For an easier time creating new AWS rotation records, create a custom record type with the text type fields defined

Label

Value

Comment

cmdr:plugin

awskey

(Optional) Tells Commander to use AWS Key rotation. This should be either set to the record, or supplied to the rotation command

cmdr:aws_profile

(Optional) AWS profile to use to login to AWS with

cmdr:aws_sync_profile

(Optional) if supplied, the AWS secret for the given profile will be updated to the AWS credentials file

cmdr:aws_assume_role

AWS Role ARN

(Optional) if supplied, the password rotation plugin assumes this role. The role requires these permissions:

iam:DeleteAccessKey iam:CreateAccessKey iam:ListAccessKeys

Output

After rotation is completed, the Access Key ID and Secret Key are stored in custom fields on the record with labels: cmdr:aws_key_id and cmdr:aws_key_secret.

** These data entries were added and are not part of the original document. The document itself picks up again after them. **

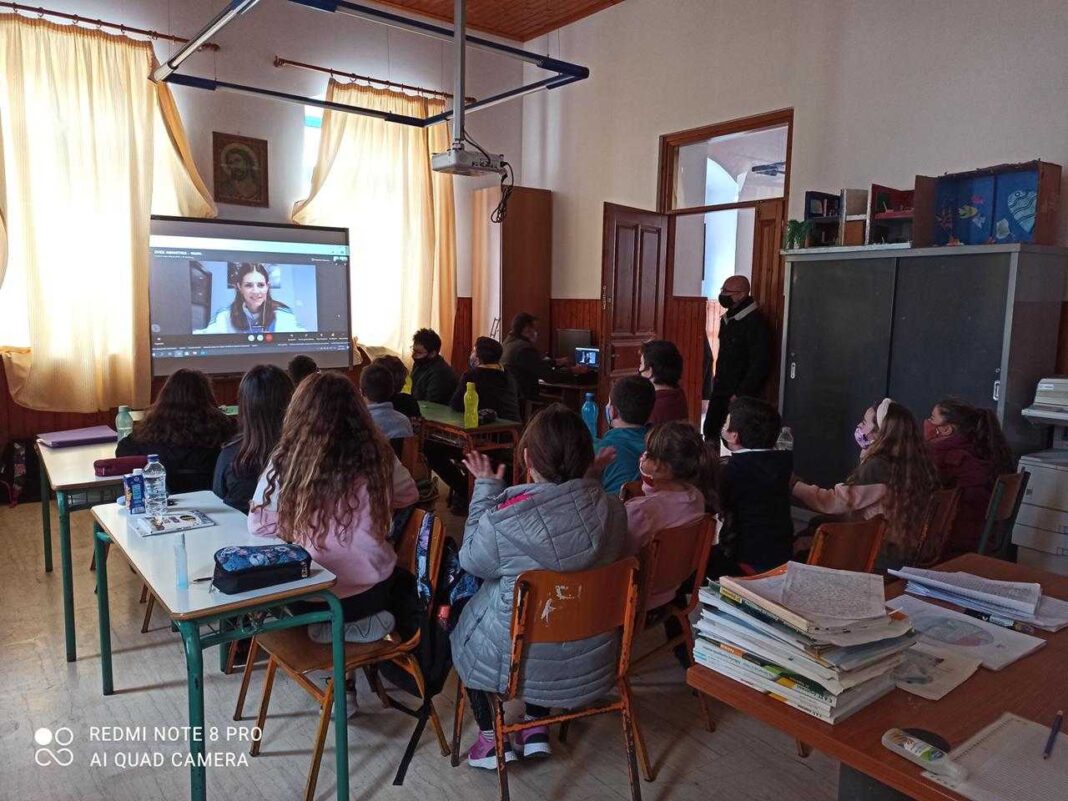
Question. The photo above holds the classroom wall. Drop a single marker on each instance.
(880, 91)
(248, 48)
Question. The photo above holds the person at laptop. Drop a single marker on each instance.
(524, 362)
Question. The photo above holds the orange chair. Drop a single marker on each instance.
(586, 603)
(939, 517)
(675, 560)
(292, 650)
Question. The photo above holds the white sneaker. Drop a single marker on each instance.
(365, 630)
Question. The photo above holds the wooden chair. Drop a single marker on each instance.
(939, 517)
(1001, 513)
(675, 560)
(292, 650)
(583, 605)
(846, 546)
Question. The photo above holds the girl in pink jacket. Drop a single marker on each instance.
(331, 485)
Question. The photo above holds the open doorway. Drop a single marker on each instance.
(724, 188)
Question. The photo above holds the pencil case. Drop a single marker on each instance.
(244, 568)
(119, 465)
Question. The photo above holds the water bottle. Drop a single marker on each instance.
(124, 422)
(155, 487)
(590, 414)
(181, 562)
(785, 441)
(470, 407)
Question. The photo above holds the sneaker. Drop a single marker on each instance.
(483, 754)
(365, 630)
(533, 742)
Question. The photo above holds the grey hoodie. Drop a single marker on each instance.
(566, 528)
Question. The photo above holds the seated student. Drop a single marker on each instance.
(560, 521)
(497, 389)
(263, 397)
(628, 409)
(432, 378)
(662, 364)
(894, 478)
(186, 428)
(402, 401)
(970, 452)
(757, 532)
(300, 367)
(330, 486)
(376, 383)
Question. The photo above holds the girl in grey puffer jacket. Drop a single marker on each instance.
(561, 521)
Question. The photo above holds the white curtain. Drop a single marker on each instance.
(91, 147)
(374, 178)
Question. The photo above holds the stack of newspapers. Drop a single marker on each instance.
(816, 639)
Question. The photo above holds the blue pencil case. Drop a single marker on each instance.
(244, 568)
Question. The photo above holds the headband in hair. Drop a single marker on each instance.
(880, 412)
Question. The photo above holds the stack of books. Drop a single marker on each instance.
(818, 640)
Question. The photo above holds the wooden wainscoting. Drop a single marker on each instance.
(574, 313)
(685, 325)
(461, 335)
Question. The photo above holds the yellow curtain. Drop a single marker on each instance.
(374, 178)
(90, 145)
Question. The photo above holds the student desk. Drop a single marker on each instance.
(200, 606)
(442, 424)
(1032, 687)
(69, 472)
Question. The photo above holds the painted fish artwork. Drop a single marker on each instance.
(1021, 205)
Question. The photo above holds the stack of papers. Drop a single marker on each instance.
(1003, 602)
(816, 639)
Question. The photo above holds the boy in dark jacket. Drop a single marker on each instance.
(432, 378)
(497, 389)
(629, 406)
(757, 531)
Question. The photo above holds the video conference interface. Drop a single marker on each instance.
(226, 296)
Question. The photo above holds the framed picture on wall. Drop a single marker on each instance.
(239, 167)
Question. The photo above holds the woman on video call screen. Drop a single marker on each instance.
(253, 310)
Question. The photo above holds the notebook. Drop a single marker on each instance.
(78, 437)
(1005, 760)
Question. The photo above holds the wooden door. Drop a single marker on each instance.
(634, 276)
(768, 270)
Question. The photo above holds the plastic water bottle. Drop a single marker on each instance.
(155, 487)
(470, 407)
(124, 422)
(785, 441)
(590, 414)
(181, 562)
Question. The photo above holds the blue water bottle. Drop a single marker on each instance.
(590, 414)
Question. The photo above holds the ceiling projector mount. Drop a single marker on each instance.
(458, 159)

Any Keeper user or Keeper Shared Folder associated with the record is updated instantly.

Label

Value

cmdr:aws_key_id

generated AWS Access Key ID

cmdr:aws_key_secret

generated AWS Secret Access Key

The 'Password' field is ignored when rotating keys

Rotate AWS Passwords

To run a rotation of AWS passwords, use the rotate command in Commander. Pass the command a record title or UID (or use --match with a regular expression to rotate several records at once)

rotate "My AWS Credentials" --plugin awspswd

Additional Rotation Options

The following optional values can customize rotation parameters. Add these options to a record as text fields and set the label to correspond to the parameter as shown in the table.

Name

Value

Comment

cmdr:plugin

awspswd

(Optional) Tells Commander to use AWS Key rotation. This should be either set to the record, or supplied to the rotation command

cmdr:rules

cmdr:aws_profile

(Optional) AWS profile to use to login to AWS with

Output

The Password field of the Keeper record contains a new password to AWS account.